As the Court highlighted and as depicted below, the differences between what is claimed in the design (shown in solid lines) and what is unclaimed (shown in dashed lines) is very significant in this case.
The claimed design.
The claimed design with unclaimed elements removed.
According to the Court, the Board erred by analyzing whether the unclaimed features were insignificant to the “ornamental design.” Id. at 11. Ornamentality is typically central to the analysis of design patents. But the “coextensiveness” test—which does not distinguish between design patents and utility patents—asks “whether the unclaimed features are ‘insignificant,’ period.” Id.

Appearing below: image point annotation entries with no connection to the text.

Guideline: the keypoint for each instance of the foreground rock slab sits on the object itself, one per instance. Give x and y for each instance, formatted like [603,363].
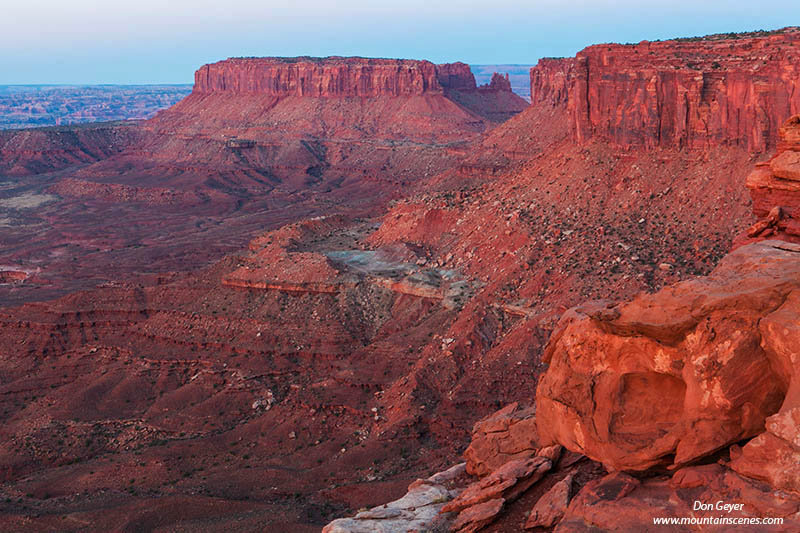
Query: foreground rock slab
[418,510]
[681,373]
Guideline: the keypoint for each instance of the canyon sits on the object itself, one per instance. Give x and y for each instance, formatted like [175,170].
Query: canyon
[297,290]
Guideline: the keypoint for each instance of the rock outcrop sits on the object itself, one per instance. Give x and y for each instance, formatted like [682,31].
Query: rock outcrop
[775,188]
[504,436]
[318,77]
[674,376]
[685,93]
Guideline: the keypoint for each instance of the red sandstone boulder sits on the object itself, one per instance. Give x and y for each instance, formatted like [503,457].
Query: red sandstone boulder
[476,517]
[550,508]
[775,189]
[774,456]
[501,437]
[672,376]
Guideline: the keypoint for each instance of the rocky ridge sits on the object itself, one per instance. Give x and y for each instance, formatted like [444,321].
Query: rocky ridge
[685,93]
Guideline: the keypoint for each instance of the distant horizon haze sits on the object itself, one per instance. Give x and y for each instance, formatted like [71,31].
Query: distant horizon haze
[88,42]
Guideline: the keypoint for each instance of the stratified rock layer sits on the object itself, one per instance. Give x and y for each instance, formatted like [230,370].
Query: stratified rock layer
[775,188]
[320,77]
[688,93]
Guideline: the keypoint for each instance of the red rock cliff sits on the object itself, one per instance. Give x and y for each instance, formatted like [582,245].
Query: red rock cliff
[689,93]
[319,77]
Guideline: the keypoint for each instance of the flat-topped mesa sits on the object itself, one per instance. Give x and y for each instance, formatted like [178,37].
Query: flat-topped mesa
[687,93]
[499,82]
[455,76]
[319,77]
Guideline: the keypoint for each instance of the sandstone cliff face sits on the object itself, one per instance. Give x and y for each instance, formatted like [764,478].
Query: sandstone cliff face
[692,93]
[775,188]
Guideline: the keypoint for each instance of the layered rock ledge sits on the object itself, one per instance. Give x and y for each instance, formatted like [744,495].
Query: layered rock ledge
[684,93]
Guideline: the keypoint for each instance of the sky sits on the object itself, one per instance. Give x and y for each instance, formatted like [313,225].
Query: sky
[165,41]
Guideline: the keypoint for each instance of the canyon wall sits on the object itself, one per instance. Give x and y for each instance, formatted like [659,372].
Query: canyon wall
[686,93]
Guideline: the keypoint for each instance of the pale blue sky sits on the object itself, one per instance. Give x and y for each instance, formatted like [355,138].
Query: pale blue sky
[164,41]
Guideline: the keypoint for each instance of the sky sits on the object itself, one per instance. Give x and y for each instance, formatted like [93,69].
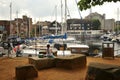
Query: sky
[50,10]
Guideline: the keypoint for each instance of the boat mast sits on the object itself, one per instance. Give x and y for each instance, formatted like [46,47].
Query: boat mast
[17,24]
[65,16]
[56,18]
[61,17]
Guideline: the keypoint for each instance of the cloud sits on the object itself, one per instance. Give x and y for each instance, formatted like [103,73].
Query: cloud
[45,9]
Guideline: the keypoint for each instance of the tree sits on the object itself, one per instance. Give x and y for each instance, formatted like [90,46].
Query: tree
[85,4]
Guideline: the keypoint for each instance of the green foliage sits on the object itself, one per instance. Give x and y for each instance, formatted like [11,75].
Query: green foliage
[96,24]
[86,4]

As shown above, the claimed design covers only a small portion of the entire product: the label area, cylindrical object, and stops. However, the entire rearward rails and side portions are unclaimed. It was not disputed that those other structures are significant because they facilitate the loading and dispensing of soup cans. Id. After applying the correct standard, the Court held that the commercial embodiment is not coextensive with the claimed design. Id. at 11-12.
In its decision, the Court recognized the difficulty of applying its standard to design patents. Because design patents cannot claim significant functional features, a design patent will always have some significant unclaimed features when compared to its functional commercial embodiment. The Court explained in a footnote that it is “hard to envision a commercial product that lacks any significant functional features such that it could be coextensive with a design patent claim.” Id. at FN1. Thus, while the Court stated that it does “not go so far as to hold that the presumption of nexus can never apply in design patent cases,” it is very unlikely that such a presumption can reasonably be met. See id.